The arbitration method will be PrEN ISO 14596. The statistical interpretation of the verification of the sulphur content of the gas oils used shall be carried out in accordance with ISO standard 4259 (1992).
Reporting and review
1. On the basis of the results of the sampling and analysis carried out in accordance with Article 6, Member States shall by 30 June of each year supply the Commission with a short report on the sulphur content of the liquid fuels falling within the scope of this Directive and used within their territory during the preceding calendar year.

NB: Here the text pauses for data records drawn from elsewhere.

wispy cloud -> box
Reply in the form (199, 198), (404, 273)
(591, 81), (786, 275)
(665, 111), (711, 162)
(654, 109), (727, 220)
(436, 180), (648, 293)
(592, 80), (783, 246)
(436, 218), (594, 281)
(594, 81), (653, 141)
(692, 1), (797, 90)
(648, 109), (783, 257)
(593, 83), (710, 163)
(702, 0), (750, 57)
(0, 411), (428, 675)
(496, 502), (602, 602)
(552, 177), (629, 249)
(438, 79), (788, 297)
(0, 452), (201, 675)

This report shall include a summary of derogations granted pursuant to Article 3(3).
2. On the basis inter alia of the annual reports submitted in accordance with paragraph 1 and the observed trends in air quality and acidification, the Commission shall, by 31 December 2006, submit a report to the European Parliament and to the Council. The Commission may submit with its report proposals aimed at revising this Directive and in particular the limit values laid down for each fuel category and the exceptions and derogations provided for in Article 3(2) and (3), and Article 4(2) and (3).
3. The Commission shall consider which measures could be taken to reduce the contribution to acidification of the combustion of marine fuels other than those specified in Article 2(3) and, if appropriate, make a proposal by the end of 2000.
Amendments to Directive 93/12/EEC
1. Directive 93/12/EEC is amended as follows:
(a) in Article 1, paragraph 1(a) and paragraph 2 are deleted;
(b) in Article 2, the first subparagraph of paragraph 2 and paragraph 3 are deleted;
(c) Articles 3 and 4 are deleted.
2. Paragraph 1 shall apply as from 1 July 2000.
The Commission shall be assisted by a committee of an advisory nature composed of the representatives of the Member States and chaired by the representative of the Commission.
The representative of the Commission shall submit to the committee a draft of the measures to be taken. The committee shall deliver its opinion on the draft, within a time limit which the chairman may lay down according to the urgency of the matter, if necessary by taking a vote.
The opinion shall be recorded in the minutes; in addition, each Member State shall have the right to ask to have its position recorded in the minutes.
The Commission shall take the utmost account of the opinion delivered by the committee. It shall inform the committee of the manner in which its opinion has been taken into account.
Member States shall bring into force the laws, regulations and administrative provisions necessary to comply with this Directive before 1 July 2000. They shall immediately inform the Commission thereof.
When Member States adopt these provisions, these shall contain a reference to this Directive or shall be accompanied by such reference at the time of their official publication. The procedure for such reference shall be adopted by Member States.
Member States shall communicate to the Commission the text of the provisions of national law which they adopt in the field covered by this Directive.
Member States shall determine the penalties applicable to breaches of the national provisions adopted pursuant to this Directive. The penalties determined must be effective, proportionate and dissuasive.
Entry into force
This Directive shall enter into force on the day of its publication in the Official Journal of the European Communities.
This Directive is addressed to the Member States.
Done at Luxembourg, 26 April 1999.
For the Council
(1) OJ C 190, 21.6.1997, p. 9, and OJ C 259, 18.8.1998, p. 5.
(2) OJ C 355, 21.11.1997, p. 1.
(3) Opinion of the European Parliament of 13 May 1998 (OJ C 167, 1.6.1998, p. 111), Council Common Position of 6 October 1998 (OJ C 364, 25.11.1998, p. 20) and Decision of the European Parliament of 9 February 1999 (not yet published in the Official Journal).
(4) OJ C 138, 17.5.1993, p. 5.
(5) OJ L 74, 27.3.1993, p. 81.
(6) OJ L 109, 26.4.1983, p. 8. Directive as last amended by Commission Decision 96/139/EC (OJ L 32, 10.2.1996, p. 31).
(7) OJ L 336, 7.12.1988, p. 1. Directive as last amended by Directive 94/66/EC (OJ L 337, 24.12.1994, p. 83).
(8) OJ L 26, 1.2.1999, p. 1.
(9) OJ L 350, 28.12.1998, p. 58.
(10) OJ L 229, 30.8.1980, p. 30. Directive as last amended by Directive 91/692/EEC (OJ L 377, 31.12.1991, p. 48).